Identifying them was the easy part.

Finding and defeating them was another matter entirely.

Leaving Olsen on guard, Riley and Cade did a more thorough search of the church, looking for anything that might indicate what had happened to the missing advance team, Bishop, or the church staff.

After an hour of searching, they came up empty-handed.

Which left the body itself and the need for more drastic measures.

Cade bent over and examined the corpse on the altar before him. The priest had clearly been middle-aged; his thinning gray hair and liver spotted skin gave evidence to that. A close look at the shrunken flesh of the right side of his face revealed a large bruise. The black cloth of his shirt and pants was ripped and tattered in certain places, mainly about the arms and lower legs.

Cade removed his gloves and placed them in his pocket. He checked to be certain his men had control of the situation, receiving a nod of confirmation from each of them, and then turned back to face the altar.

It was time to go to work.

There was no way Cade was going to use his Talent on the body itself. The priest had no doubt suffered greatly at the hands of the Ch'iang shih and Cade had no desire to relive any of that experience, not like that. Instead, he was going to take a reading from the surface of the altar itself, in the hopes that it would filter enough of the horror out of the encounter to allow him to understand just what had happened here.

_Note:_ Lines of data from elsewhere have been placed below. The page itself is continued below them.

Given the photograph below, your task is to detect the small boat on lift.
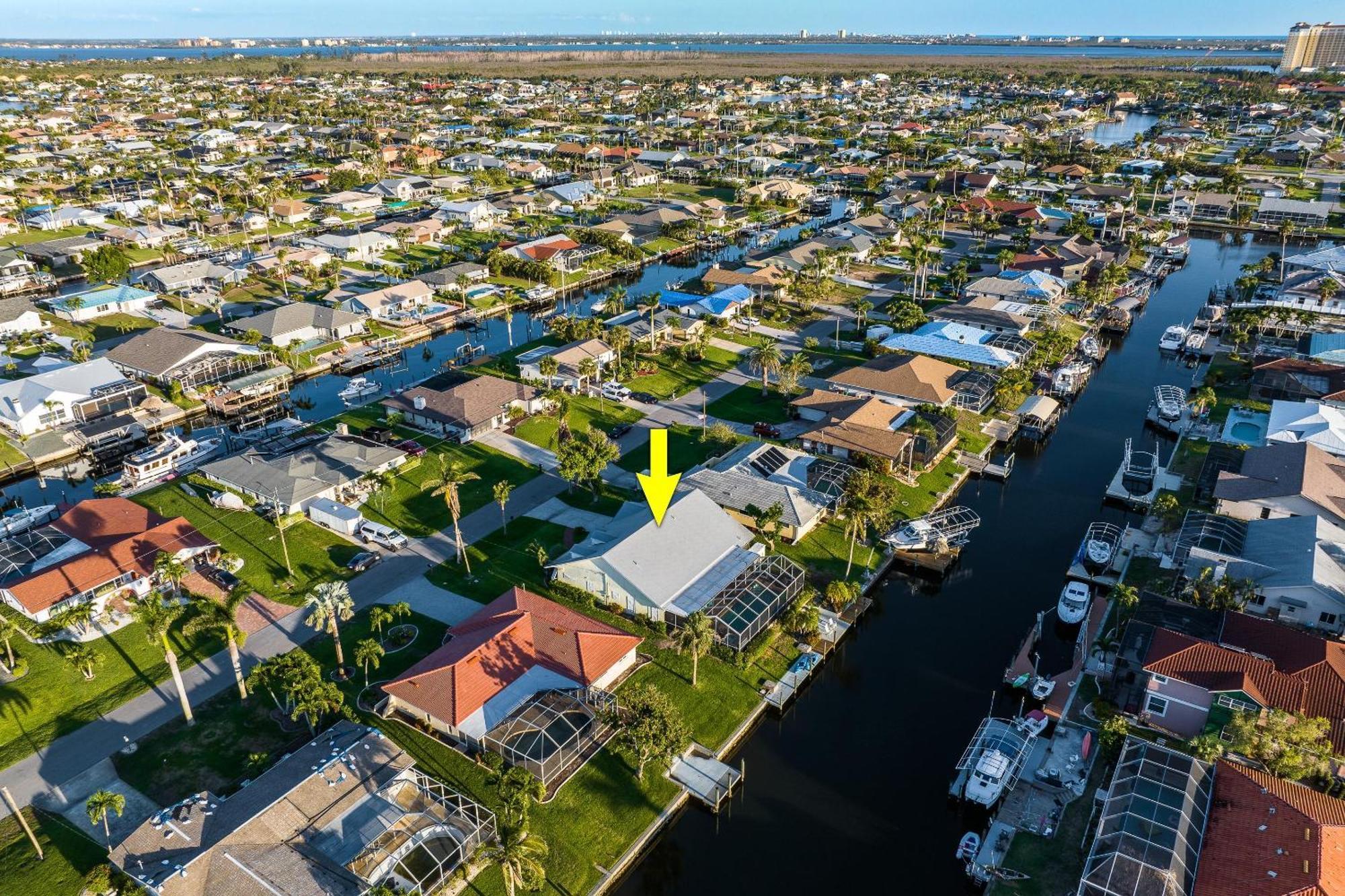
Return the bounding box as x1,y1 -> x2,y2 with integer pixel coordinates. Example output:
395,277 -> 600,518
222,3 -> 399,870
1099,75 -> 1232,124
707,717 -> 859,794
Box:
1056,581 -> 1092,626
336,376 -> 383,401
1158,324 -> 1186,351
955,830 -> 981,861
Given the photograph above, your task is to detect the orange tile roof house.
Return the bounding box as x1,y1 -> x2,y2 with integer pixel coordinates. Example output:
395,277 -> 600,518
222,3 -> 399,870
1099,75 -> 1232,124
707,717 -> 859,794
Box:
0,498 -> 218,622
381,588 -> 640,786
1192,760 -> 1345,896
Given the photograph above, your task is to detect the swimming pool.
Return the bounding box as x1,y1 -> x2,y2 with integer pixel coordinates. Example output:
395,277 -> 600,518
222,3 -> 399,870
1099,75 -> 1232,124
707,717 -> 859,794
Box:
1220,407 -> 1270,446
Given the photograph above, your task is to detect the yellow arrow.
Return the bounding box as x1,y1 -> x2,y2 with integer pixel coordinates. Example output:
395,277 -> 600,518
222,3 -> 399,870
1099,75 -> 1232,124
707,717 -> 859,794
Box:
635,427 -> 682,526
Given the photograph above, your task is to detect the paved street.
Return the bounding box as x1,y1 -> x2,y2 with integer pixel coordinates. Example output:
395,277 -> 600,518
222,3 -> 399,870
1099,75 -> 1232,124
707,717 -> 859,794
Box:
0,309 -> 847,818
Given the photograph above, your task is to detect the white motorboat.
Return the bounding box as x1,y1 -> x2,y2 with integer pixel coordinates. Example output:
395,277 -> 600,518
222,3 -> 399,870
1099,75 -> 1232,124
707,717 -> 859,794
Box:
336,376 -> 383,401
1050,363 -> 1089,395
966,748 -> 1011,806
1076,522 -> 1120,573
121,432 -> 225,489
1158,324 -> 1186,351
1056,581 -> 1092,626
0,505 -> 56,538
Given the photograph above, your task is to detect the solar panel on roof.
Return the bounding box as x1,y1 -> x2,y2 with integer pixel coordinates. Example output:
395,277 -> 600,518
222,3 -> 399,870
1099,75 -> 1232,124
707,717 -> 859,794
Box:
752,445 -> 790,479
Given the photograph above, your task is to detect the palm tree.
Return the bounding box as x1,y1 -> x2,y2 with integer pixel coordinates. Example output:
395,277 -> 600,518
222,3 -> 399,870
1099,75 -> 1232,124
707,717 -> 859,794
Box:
0,616 -> 19,671
578,358 -> 597,386
491,479 -> 514,536
183,585 -> 252,700
425,460 -> 484,576
484,827 -> 549,896
304,581 -> 355,673
130,592 -> 196,725
85,790 -> 126,849
1186,386 -> 1219,417
537,355 -> 561,389
748,339 -> 784,398
355,638 -> 385,688
65,643 -> 102,681
155,551 -> 187,598
672,611 -> 714,688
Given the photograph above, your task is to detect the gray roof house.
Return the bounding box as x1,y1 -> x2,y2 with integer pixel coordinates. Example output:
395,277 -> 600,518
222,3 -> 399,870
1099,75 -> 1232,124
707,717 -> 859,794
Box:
200,433 -> 406,514
1173,513 -> 1345,633
225,301 -> 364,347
681,442 -> 835,544
110,720 -> 495,896
106,327 -> 265,387
547,489 -> 803,650
140,259 -> 247,292
1215,441 -> 1345,526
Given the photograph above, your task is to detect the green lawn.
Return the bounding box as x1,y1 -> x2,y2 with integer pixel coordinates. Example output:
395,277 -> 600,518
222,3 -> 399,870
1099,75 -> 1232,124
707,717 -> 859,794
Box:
360,437 -> 541,538
0,613 -> 223,768
616,423 -> 733,473
113,600 -> 444,806
706,383 -> 791,423
775,518 -> 882,585
514,395 -> 644,450
995,759 -> 1110,896
625,345 -> 742,398
425,517 -> 568,604
134,483 -> 359,604
0,809 -> 108,896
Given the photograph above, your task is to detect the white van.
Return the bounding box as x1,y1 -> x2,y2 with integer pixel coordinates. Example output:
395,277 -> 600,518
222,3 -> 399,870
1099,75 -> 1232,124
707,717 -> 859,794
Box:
359,520 -> 410,551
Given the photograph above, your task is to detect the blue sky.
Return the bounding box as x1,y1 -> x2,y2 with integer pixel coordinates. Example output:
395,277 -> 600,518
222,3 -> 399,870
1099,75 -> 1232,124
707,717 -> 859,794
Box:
10,0 -> 1341,38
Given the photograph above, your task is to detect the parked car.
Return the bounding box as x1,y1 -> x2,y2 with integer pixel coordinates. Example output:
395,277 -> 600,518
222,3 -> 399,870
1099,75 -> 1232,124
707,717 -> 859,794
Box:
752,421 -> 780,438
196,565 -> 242,591
359,520 -> 410,551
346,551 -> 382,572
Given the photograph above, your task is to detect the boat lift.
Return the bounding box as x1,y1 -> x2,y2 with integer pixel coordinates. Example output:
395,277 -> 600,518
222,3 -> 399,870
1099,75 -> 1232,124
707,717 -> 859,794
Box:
948,716 -> 1037,799
882,507 -> 981,553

Cade took a deep breath, mentally preparing himself for the task ahead. Using his Talent was never easy. It physically drained him of energy at an alarming rate, leaving him weak and disoriented for several long minutes afterward. The need to constantly guard against being overwhelmed by another's thoughts and emotions made it mentally demanding as well. Staying immersed too long in the flow made it difficult for him to regain his own identity, and though he had never tested the theory for obvious reasons, Cade believed that his physical form could be affected by what he was seeing through his Gift as well.

When he was ready, he reached out and laid his palms flat on the altar's surface.

Hands.

Hands carrying him, perversely caressing him, while others seize hold of his arms and legs and haul him bodily into the air.

Our Father, who art in heaven…

Movement, the whisper of bodies parting to get out of the way, a low murmuring of anticipation filling the air.

He’s dropped onto a hard surface (the altar?) and his limbs are pulled out and away from his body, his captors’ claws clicking against each other as they expose the skin of his wrists and legs.

Hail Mary full of grace, the Lord is with me…

The cloying scent of rancid meat hangs in the air.

More hands seize his face, forcing his jaws open, the taste of something metallic as an object is shoved into his mouth while gnarled fingers snatch at his tongue.

Pain, terrible pain, as his blood flows freely, filling his mouth…

With a sudden cry Cade snatched his hands away from the altar top, the coppery taste of phantom blood sharp in his mouth. His turned his head and spat on the carpet to clear it.

When he looked up, Riley and Olsen were staring at him expectantly.

"Vamps, all right," he told them, as he pulled his gloves back on. “A lot of them. And they left us a calling card." Cade reached out, held the corpse across the forehead with one hand and, with the other, yanked the pieces of duct tape off the corpse's mouth. The man's mouth remained locked open, so Cade peered inside and then reached in with two fingers to draw something out.

Cade held the object out for the other men to see.

It was a gold signet ring set with a ruby stone in the shape of a cross. It was identical to the ring that each team member wore on their right hands, the same rings they were given on the night of their initiation into the Order. On the reverse side, directly beneath the stone, were the initials JKB.

"Bishop's ring," Cade said.

Riley swore.

Cade handed the ring to him, removed the glove on his right hand and then extended that hand back toward his team-mate again.

"You sure you want to do that, boss?" Riley asked.

Cade nodded. “We don't have any other choice. They obviously want us to know they have Bishop. The ring might be able to tell us if he is still alive, and if he is, where they might be keeping him."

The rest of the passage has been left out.